驚いて、レイト君を見ると、ミスクさんも驚いてレイト君を見た。
「・・・・・・レイト君、何かあった?」
思わず私がぎくっとして、顔が思いっきり強張った。
な、なんで、そういちいち鋭いの?!ミスクさん!!
レイト君は、小さく笑って「特には」って話すだけで・・、お、おい、随分とそっちは余裕だな?こっちは動揺しまくりなのに。ミスクさんは、少しため息を吐いて・・
「・・・分かった・・片付けて、書類出してから行くから、先に食堂行ってて〜」
「え?片付け、手伝うけど・・」
「あ〜、大丈夫!とりあえず、席取っておいてくれる?」
「・・うん、分かった」
それ以上は、なんというか踏み込まれるのは嫌なんだな・・、そう思ってレイト君と食堂に歩いていく。あ〜・・なんか上手くフォローできなくて・・へこむわ。思わず、はぁっとため息を吐いてしまう。
「・・別に落ち込む事じゃねーだろ」
「・・・・え〜〜、私、そんなに分かりやすい?」
「自覚してねーの?丸わかり。感情ダダ漏れ」
「マジか・・そんなに分かりやすいのか・・」
年下に、そんな風に言われてしまう年上・・。
くそ、さっきも思いっきり冷静な顔してたもんな・・、私なんて顔が赤くなってないかと心配してたのに。そんな事を思っていると、食堂についた。
「とりあえず、空いてる席に座っておこっか」
「だな」
お水だけ人数分もらって、席につく。
向かいに座ったレイト君が私を見ると、面白そうに笑っている・・。
「・・・な、何?」
「いや・・、警戒してんなーって」
くそ!!私の顔はそんなに分かりやすいのか!
パッと横を見て、目線から逃げるように周囲を見る。食べてる人もいれば、お話ししてる人もいる。あと、たまにレイト君をチラっと見ていく女の子達もいた。

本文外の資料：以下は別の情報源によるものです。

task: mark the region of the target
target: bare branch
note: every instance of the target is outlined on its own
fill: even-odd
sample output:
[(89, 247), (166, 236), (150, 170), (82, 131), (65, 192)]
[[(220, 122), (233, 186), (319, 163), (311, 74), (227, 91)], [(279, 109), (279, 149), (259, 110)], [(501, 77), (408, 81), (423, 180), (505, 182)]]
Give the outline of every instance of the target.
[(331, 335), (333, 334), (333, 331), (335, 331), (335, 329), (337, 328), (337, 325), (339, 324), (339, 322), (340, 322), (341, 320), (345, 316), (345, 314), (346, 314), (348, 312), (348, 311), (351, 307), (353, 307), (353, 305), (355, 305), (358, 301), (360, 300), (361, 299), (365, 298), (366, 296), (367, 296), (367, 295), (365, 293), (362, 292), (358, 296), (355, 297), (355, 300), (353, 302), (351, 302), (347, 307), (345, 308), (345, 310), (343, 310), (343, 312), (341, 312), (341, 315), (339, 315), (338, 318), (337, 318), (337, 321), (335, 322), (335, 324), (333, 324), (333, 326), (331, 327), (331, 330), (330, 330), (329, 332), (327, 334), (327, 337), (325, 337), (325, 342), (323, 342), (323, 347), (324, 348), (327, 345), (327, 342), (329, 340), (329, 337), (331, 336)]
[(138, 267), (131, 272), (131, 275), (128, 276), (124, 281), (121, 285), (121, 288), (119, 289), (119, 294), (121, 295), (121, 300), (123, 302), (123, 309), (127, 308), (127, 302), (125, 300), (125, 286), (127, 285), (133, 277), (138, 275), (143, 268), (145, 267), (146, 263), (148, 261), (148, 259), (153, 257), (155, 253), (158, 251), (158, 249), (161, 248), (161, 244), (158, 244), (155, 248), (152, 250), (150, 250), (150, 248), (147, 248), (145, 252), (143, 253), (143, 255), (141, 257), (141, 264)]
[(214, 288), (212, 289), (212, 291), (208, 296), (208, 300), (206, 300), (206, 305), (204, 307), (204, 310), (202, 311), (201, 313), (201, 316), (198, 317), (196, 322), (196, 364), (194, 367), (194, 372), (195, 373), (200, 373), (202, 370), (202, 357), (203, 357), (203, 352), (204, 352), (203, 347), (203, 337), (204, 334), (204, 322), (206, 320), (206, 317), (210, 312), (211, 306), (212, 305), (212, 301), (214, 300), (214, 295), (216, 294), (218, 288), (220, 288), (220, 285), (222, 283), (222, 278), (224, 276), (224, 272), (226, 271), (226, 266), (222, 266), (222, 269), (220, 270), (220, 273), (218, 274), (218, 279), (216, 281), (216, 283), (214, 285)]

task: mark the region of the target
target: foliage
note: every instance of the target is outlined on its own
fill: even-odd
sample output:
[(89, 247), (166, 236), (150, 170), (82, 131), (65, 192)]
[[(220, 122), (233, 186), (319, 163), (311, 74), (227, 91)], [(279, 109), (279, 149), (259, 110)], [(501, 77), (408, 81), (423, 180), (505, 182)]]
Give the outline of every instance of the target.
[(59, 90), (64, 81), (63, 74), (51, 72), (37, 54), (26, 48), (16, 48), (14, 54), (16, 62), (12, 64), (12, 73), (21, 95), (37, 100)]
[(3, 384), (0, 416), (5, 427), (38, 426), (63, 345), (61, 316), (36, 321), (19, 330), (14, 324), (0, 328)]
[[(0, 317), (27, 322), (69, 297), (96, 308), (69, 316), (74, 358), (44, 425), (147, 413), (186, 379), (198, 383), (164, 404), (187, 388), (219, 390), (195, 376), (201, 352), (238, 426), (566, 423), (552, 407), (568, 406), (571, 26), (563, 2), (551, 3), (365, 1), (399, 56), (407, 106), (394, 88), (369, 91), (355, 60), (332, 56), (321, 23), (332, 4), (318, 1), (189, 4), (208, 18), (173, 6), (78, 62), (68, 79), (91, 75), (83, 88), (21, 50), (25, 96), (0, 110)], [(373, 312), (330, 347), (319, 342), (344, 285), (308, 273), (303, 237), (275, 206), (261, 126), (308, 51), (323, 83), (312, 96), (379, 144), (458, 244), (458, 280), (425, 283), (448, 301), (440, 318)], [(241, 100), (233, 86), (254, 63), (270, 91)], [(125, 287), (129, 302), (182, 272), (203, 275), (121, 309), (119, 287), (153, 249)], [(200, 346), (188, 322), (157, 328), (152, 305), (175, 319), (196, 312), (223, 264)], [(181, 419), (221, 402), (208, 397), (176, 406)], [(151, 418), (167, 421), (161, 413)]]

う・・、なんか気付きたくなかったな・・、女子の視線。
思わずまたレイト君を見ると、頬杖をつきながらこっちを見てる。
「・・・・あの・・、あまりこっちを見ないで欲しいんですけど」
「なんでだよ」
「・・絶対、分かってて言ってるよね?」
悔しい・・年下のくせに。
私ばっかり翻弄されてないか?なんか癪だったので、持っていたカバンから紙を出して、ささっと折っていく。
「何作ってんだ?」
そう言われて、目の前で思いっきり振ってやった。
パン!!
紙鉄砲である。
レイト君は紙から大きな音がすると思わなかったのか、びっくりした顔になった。ふっふっふ、驚いたろ〜?
「・・・・子供か」
「な、なんでよ?!面白いじゃん、これ!」
「照れ隠しが、いちいち可愛いんだよ」
「・・!!」
一気に顔が赤くなって、手の中の紙鉄砲がへにゃって折り曲がった・・。ダメだ、今勝てる気がしない。完敗です。と、カツカツと聞き覚えのあるヒールの音がして、そちらを見るとミスクさんが歩いてきた。
ホッとして、声をかけようとすると・・
「りつ、可愛い」
って、レイト君が面白そうに笑ってボソリと言うから、またも顔が真っ赤になった。
ちょ!!!黙ってて!!!!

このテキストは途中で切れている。